Just wondering why there isn’t longn or ulongn types in Unity.Mathematics? Should I be using double types and converting?
I created an issue on the github repo regarding long and ulong vector types a few months ago.
https://github.com/Unity-Technologies/Unity.Mathematics/issues/69
Unfortunately I never got an answer
I am really wondering why even double is supported but not 64bit integer numbers. The benefits are obvious and I don’t see any technical reasons that whould explain why it is not already supported yet.
That’s a shame. I’m getting a lot out of the auto-vectorisation of int4, but need a long4 equivalent. I don’t want to lose all those perf gains!
64bit integer numbers are supported like double (long/ulong). But not a vector version of both double and 64bit integer (double4/long4/ulong4).
Maybe the technical reason is because uint4, int4, float4 all sums to 32 bits x 4 = 128 and it is possible to fit in xmm registers in AVX or similar sized register that they could ensure wider support. long4 / double4 would require special case and more work for some architecture with 256 bit register, then a special routine to divide and conquer with smaller registers on device without 256 bit commands?
There is a double4. Am I misunderstanding something?
Good point.
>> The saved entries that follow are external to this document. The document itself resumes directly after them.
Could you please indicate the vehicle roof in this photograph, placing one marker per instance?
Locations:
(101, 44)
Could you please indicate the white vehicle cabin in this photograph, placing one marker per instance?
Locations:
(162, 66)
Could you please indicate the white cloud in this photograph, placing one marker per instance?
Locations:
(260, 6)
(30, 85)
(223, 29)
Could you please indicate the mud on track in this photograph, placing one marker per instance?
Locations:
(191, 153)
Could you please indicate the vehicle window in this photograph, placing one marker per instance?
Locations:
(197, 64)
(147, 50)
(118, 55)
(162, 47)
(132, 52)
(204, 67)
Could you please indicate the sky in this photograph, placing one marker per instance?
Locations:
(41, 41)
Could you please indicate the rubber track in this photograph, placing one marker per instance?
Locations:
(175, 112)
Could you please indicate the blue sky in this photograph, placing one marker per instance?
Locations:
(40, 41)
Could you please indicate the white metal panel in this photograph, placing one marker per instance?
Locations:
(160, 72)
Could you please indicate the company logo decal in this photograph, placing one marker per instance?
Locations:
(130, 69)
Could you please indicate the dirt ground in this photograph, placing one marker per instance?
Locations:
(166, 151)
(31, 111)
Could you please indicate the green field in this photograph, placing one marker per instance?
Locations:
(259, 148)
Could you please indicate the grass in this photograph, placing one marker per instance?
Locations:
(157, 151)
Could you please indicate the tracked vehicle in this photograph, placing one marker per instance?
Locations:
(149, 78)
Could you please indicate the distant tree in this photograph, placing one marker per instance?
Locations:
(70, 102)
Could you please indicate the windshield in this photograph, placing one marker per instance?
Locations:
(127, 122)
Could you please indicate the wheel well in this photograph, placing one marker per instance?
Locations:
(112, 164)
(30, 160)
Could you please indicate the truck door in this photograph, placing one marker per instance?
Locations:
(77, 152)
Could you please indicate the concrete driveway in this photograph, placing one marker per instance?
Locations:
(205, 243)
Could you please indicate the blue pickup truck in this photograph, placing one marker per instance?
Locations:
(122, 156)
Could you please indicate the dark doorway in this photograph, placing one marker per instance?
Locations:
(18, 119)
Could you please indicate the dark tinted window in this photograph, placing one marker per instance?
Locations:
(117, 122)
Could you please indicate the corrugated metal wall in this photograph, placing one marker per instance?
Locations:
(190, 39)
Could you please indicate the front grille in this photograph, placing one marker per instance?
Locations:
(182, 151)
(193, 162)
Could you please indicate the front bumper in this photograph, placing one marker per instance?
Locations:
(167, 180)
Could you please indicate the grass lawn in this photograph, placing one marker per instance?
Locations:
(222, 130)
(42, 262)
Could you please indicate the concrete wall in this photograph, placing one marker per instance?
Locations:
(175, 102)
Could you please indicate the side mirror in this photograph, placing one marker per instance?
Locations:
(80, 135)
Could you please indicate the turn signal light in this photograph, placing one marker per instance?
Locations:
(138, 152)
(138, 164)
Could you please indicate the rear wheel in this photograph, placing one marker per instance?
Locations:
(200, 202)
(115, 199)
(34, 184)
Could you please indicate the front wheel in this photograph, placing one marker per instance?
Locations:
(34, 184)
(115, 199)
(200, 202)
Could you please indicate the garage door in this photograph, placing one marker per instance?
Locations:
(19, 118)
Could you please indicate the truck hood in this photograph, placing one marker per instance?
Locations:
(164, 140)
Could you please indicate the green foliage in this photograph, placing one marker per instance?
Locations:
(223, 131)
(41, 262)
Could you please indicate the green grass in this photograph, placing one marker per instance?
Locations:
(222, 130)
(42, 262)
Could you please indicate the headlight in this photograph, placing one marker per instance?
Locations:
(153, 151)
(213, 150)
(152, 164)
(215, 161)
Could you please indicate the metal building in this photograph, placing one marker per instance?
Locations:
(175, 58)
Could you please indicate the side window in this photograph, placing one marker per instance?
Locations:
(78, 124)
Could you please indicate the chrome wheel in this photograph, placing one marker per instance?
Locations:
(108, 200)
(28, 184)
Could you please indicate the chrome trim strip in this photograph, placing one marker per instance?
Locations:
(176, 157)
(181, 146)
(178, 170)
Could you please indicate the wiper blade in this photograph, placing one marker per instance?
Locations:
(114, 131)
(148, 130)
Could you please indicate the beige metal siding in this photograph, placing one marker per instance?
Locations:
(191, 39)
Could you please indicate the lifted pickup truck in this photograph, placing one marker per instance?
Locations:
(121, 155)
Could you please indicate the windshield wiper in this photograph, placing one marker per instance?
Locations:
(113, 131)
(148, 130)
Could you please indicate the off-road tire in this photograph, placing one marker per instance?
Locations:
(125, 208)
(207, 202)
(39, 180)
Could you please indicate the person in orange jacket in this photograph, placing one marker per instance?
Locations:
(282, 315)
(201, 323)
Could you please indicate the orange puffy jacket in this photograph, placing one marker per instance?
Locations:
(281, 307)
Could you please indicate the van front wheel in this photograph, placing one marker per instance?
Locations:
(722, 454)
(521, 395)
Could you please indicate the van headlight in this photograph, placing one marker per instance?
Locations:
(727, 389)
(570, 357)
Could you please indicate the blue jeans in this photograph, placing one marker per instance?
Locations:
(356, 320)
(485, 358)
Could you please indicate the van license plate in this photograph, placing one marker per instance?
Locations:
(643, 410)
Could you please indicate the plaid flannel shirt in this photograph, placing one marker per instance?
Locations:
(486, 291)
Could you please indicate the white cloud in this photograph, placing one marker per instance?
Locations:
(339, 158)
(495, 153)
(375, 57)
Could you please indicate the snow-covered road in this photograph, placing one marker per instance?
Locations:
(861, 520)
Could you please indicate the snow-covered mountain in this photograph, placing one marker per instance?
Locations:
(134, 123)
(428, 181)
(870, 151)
I know very little about this, but it does seem like AVX2 has been around since 2013/2015 for Intel/AMD. But I suppose there would still need to be support for non-AVX2 processors.
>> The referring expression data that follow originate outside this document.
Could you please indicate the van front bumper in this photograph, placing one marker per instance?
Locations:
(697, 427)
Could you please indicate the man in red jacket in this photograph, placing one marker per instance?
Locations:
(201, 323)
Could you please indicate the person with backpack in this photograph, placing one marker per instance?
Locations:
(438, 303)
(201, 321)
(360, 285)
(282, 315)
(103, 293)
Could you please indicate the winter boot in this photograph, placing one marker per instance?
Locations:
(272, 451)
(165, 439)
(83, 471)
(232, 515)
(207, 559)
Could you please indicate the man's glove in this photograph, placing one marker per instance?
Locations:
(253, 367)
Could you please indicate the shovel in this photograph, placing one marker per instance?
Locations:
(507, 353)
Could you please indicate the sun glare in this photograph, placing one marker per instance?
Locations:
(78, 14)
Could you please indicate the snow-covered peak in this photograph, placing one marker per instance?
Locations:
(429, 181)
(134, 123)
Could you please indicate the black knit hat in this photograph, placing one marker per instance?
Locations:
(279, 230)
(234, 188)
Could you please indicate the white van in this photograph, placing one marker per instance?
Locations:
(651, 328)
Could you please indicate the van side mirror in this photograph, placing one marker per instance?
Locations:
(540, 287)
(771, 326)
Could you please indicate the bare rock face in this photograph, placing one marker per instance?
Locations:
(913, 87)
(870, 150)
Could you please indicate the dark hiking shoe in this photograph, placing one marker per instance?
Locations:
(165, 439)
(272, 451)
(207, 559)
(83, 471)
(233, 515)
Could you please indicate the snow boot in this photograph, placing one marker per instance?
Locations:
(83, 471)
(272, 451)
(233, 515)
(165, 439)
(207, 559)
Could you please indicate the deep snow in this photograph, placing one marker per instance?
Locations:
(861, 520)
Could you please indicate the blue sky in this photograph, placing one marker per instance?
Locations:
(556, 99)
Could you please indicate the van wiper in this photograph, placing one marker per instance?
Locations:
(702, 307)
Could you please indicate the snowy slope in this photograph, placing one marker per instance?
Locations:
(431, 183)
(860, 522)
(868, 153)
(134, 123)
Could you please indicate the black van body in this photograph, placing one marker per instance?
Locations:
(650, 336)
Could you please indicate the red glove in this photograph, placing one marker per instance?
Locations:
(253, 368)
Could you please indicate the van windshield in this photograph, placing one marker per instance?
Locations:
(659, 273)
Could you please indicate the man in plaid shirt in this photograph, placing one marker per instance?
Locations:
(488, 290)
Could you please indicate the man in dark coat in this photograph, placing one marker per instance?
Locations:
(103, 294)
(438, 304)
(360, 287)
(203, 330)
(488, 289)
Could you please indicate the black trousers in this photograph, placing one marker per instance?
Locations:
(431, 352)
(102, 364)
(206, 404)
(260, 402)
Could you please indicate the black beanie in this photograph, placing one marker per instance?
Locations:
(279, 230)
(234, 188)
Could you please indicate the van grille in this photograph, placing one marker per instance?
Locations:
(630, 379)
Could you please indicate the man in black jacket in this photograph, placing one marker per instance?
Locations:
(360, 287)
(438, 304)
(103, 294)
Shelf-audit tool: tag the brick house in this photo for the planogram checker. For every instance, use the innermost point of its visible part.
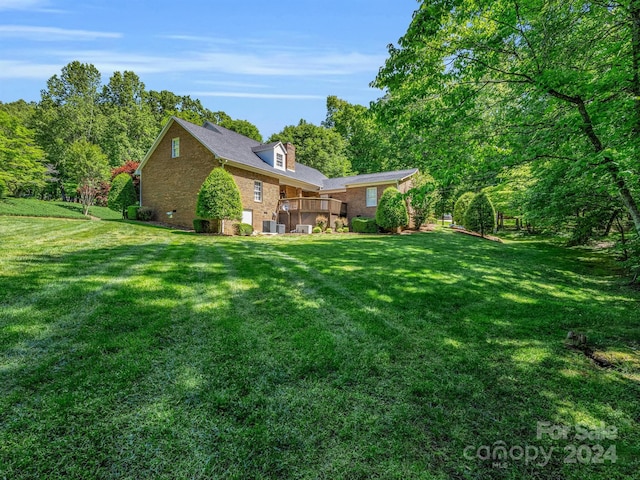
(273, 186)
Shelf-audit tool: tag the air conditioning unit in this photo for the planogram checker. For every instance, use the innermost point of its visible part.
(304, 228)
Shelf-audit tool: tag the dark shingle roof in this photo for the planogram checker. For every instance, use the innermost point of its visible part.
(368, 178)
(227, 144)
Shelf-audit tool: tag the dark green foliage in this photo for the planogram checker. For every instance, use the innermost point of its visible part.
(219, 197)
(364, 225)
(132, 212)
(392, 210)
(145, 213)
(243, 229)
(423, 197)
(122, 193)
(480, 215)
(460, 207)
(200, 225)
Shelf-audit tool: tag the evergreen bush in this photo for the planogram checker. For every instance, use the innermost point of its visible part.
(219, 198)
(122, 193)
(460, 207)
(364, 225)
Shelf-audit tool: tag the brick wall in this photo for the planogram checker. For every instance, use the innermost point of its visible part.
(270, 195)
(356, 199)
(170, 184)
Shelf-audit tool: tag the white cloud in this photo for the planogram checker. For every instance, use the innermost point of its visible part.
(28, 5)
(201, 39)
(52, 34)
(273, 64)
(21, 4)
(277, 96)
(25, 70)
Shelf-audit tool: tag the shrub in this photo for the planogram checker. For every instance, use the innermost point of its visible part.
(145, 214)
(341, 222)
(243, 229)
(219, 198)
(122, 194)
(423, 197)
(132, 212)
(460, 207)
(392, 210)
(321, 221)
(200, 225)
(480, 215)
(364, 225)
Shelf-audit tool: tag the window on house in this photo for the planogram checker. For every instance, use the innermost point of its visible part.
(372, 196)
(257, 191)
(175, 147)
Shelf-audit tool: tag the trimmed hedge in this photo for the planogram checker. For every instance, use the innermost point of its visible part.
(364, 225)
(132, 212)
(243, 229)
(460, 207)
(200, 225)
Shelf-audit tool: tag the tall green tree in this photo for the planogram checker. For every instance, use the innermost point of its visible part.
(69, 112)
(122, 193)
(321, 148)
(492, 84)
(480, 215)
(21, 161)
(130, 127)
(219, 198)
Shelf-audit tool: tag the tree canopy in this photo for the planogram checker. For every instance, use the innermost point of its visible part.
(488, 85)
(321, 148)
(219, 197)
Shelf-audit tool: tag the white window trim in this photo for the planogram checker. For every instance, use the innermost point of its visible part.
(374, 201)
(257, 191)
(175, 147)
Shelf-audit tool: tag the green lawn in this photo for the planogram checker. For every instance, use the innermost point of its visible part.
(128, 351)
(30, 207)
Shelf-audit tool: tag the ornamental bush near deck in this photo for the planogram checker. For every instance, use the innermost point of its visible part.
(364, 225)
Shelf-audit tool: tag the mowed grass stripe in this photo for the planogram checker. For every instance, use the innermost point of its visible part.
(218, 358)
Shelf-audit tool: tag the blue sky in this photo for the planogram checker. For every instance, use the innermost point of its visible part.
(269, 62)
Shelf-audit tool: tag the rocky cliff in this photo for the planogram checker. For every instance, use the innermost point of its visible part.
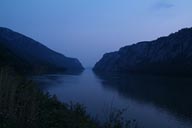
(166, 55)
(29, 55)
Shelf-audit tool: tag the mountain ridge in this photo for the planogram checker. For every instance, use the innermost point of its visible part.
(36, 55)
(166, 55)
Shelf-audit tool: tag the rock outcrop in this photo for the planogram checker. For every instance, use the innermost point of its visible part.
(28, 55)
(171, 55)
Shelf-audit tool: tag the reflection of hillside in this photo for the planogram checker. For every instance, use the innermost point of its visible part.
(172, 94)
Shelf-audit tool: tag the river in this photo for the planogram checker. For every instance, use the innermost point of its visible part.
(153, 101)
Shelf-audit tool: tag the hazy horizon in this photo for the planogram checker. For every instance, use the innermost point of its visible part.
(87, 29)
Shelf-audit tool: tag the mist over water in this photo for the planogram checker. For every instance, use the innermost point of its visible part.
(153, 101)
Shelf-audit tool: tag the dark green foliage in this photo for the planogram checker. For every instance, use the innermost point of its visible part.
(22, 105)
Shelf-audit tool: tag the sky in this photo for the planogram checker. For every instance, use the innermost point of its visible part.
(86, 29)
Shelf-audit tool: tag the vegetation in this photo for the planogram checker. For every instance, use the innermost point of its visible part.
(22, 105)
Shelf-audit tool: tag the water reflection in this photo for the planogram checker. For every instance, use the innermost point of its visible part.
(155, 102)
(170, 93)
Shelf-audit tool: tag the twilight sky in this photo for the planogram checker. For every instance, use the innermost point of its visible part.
(86, 29)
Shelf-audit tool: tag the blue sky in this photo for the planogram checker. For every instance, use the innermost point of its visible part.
(86, 29)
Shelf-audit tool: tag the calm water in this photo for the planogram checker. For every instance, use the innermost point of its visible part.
(154, 102)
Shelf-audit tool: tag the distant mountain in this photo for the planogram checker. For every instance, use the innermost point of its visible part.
(28, 55)
(171, 55)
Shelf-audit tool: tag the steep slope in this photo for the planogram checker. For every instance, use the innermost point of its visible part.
(33, 54)
(166, 55)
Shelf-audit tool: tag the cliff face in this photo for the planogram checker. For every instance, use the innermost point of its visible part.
(166, 55)
(31, 53)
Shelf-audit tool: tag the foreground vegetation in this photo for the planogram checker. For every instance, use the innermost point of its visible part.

I was referencing from Burst documentation, seems like it maybe burstable in the future and you can just use it now.
Ah I see, thanks 5argon.
Still a bit of a mystery why double4 is supported but long4 isn’t, even as a non-vector type.
It may be supported in the future. What kinds of operations are you looking to perform with longN types?
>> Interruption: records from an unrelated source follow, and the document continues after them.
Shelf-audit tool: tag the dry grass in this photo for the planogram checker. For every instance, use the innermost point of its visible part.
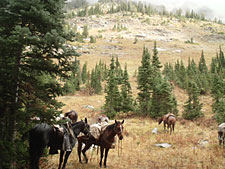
(139, 151)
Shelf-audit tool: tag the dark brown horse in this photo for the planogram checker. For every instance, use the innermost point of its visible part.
(72, 115)
(169, 120)
(44, 135)
(105, 141)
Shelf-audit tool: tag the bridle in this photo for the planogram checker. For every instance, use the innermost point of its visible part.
(118, 132)
(86, 130)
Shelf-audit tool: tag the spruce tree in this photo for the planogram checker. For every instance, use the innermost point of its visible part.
(192, 108)
(126, 93)
(32, 39)
(144, 83)
(84, 74)
(155, 59)
(202, 64)
(85, 31)
(112, 99)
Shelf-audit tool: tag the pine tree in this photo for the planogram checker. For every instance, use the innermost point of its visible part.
(85, 31)
(33, 55)
(202, 64)
(118, 71)
(144, 83)
(126, 93)
(163, 101)
(192, 108)
(112, 99)
(84, 74)
(155, 59)
(218, 94)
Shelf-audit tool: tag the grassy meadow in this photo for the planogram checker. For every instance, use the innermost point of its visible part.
(138, 149)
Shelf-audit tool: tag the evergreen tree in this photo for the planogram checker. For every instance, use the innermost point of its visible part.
(202, 64)
(85, 31)
(118, 71)
(112, 99)
(84, 74)
(126, 93)
(155, 59)
(33, 55)
(218, 94)
(192, 108)
(163, 101)
(144, 83)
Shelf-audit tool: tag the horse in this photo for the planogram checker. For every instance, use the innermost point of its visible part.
(44, 135)
(105, 141)
(169, 120)
(221, 134)
(72, 115)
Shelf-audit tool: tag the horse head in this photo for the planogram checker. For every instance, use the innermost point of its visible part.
(86, 129)
(160, 120)
(118, 128)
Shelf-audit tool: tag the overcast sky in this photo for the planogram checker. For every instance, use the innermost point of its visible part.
(215, 8)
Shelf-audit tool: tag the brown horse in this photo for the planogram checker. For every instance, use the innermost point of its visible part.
(105, 141)
(72, 115)
(169, 120)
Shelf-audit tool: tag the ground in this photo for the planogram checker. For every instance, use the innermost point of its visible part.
(138, 146)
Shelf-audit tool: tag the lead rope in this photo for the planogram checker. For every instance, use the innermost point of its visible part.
(120, 147)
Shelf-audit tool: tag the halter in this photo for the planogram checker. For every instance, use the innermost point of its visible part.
(117, 132)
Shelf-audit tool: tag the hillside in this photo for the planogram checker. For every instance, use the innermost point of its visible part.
(172, 36)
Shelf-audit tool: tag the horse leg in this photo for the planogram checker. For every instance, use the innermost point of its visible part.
(66, 158)
(106, 154)
(170, 128)
(102, 151)
(61, 158)
(79, 147)
(87, 146)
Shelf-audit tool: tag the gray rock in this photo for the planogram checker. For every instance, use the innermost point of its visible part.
(154, 131)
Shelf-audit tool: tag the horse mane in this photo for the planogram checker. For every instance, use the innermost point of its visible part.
(74, 125)
(160, 120)
(67, 113)
(110, 127)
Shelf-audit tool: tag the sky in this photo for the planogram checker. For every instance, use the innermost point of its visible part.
(214, 8)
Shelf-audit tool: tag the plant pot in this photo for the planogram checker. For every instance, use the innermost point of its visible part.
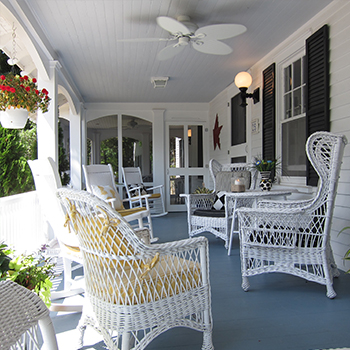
(14, 118)
(265, 182)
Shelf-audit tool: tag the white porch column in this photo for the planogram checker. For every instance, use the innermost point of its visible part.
(76, 149)
(145, 154)
(47, 123)
(158, 147)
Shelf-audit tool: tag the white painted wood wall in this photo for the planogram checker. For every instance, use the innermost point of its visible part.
(336, 15)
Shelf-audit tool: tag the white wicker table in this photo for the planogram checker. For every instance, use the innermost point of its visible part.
(249, 199)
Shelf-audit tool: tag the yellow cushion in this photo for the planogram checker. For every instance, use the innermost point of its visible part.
(131, 280)
(170, 276)
(107, 193)
(124, 212)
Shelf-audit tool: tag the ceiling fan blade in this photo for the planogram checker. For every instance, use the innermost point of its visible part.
(141, 40)
(172, 25)
(169, 52)
(221, 31)
(212, 47)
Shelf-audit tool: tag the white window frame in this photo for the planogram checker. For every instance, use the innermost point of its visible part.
(286, 180)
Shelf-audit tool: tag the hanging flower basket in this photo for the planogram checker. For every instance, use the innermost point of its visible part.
(14, 118)
(20, 95)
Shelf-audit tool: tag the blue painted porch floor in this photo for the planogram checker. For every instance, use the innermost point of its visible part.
(280, 312)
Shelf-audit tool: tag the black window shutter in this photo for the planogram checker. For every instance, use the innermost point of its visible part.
(317, 89)
(268, 113)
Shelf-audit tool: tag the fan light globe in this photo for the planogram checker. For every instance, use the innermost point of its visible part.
(243, 80)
I’d like SIMD support for decoding multiple 64 bit Morton numbers. https://github.com/johnsietsma/InfPoints/blob/master/com.infpoints.octree/Runtime/Morton.cs
Thanks for the example.
I saw your comment in that code sample on DecodeMorton64 which says: /// Burst will not auto-vectorise 64 bit types.
Do you have the assembly for that we can look at?
Ah, I wasn’t very clear on that comment. I meant there is no long4 type, so no packed assembly instructions. The burst docs don’t list doublen a vector type, so there is no 64 bit vectorisation.
I’ve added jobs and tests for the 64bit morton encoding to the project.
I’ve previously measured the 32bit perf and looked at it’s assembly, Morton Order - Burst | John Sietsma. Having a uint4 version of the encoding and decoding functions doubles performance, I was hoping to do the same with long4.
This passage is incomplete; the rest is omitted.